The Conflicted Role of Proxy Advisors, released by the American Council for Capital Formation, explores proxy firms’ conflicts of interest and lack of transparency.
These firms advise institutional investors, such as pension funds and mutual funds, on how to vote shares of public company stock held by the funds. That grants the firms significant power over millions of workers’ retirement accounts.
Because of their substantial influence, the report identifies proxy advisors as “quasi-regulators with unchecked power” and makes the case for bringing them within the oversight of the Securities and Exchange Commission (SEC).
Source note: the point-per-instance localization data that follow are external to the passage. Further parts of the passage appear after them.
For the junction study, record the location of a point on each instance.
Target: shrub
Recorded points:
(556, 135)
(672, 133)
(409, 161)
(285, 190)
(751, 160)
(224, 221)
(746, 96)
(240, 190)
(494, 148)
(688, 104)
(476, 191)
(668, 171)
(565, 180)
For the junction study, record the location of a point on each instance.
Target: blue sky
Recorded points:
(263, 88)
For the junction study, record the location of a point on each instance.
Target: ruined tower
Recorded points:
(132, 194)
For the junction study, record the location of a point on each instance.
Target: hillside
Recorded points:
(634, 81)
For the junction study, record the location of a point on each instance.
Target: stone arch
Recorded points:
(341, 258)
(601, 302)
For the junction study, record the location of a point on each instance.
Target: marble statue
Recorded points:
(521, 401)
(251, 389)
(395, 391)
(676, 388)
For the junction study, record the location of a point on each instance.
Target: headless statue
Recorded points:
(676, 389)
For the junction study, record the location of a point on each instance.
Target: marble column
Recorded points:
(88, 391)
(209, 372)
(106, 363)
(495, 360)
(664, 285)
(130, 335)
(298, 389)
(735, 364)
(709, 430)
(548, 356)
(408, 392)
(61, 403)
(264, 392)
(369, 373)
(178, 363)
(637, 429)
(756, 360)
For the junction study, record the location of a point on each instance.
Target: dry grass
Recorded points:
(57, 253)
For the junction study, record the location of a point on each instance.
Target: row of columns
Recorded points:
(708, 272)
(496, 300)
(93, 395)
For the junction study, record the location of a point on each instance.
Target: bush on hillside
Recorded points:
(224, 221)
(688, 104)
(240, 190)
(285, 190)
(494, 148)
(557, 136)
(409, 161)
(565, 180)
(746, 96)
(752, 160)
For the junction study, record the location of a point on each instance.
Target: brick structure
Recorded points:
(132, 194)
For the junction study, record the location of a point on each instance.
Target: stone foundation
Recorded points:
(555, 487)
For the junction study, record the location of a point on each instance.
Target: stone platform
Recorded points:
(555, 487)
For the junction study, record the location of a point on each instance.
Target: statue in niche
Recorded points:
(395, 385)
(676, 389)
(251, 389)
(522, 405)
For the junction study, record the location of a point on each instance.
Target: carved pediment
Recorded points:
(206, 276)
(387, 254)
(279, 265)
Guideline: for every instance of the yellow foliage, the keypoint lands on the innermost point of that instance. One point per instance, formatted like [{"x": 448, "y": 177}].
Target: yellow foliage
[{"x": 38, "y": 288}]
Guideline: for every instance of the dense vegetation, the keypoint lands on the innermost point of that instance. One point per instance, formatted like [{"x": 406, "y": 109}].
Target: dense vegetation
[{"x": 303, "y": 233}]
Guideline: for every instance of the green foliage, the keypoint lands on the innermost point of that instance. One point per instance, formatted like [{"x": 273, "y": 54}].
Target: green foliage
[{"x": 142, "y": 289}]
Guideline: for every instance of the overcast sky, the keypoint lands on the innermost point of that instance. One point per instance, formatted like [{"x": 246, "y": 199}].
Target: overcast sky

The report specifically quotes former SEC commissioner Daniel Gallagher, who called for the firms to be “subject to oversight and accountability commensurate with their role.”
Bringing proxy advisory firms under SEC regulation is a longstanding goal of the National Association of Manufacturers. In particular, manufacturers support the Corporate Governance Reform and Transparency Act (H.R. 4015), bipartisan legislation sponsored by Reps. Sean Duffy (R-WI) and Gregory Meeks (D-NY) that was recently approved by the House of Representatives. The bill would increase transparency around the firms’ standard-setting processes, allow public companies to respond to errors in voting recommendations, improve the quality of information available to investors and require the firms to disclose and mitigate conflicts of interest.
As the report makes clear, the proxy advisory firms need accountability, transparency, responsiveness and competition.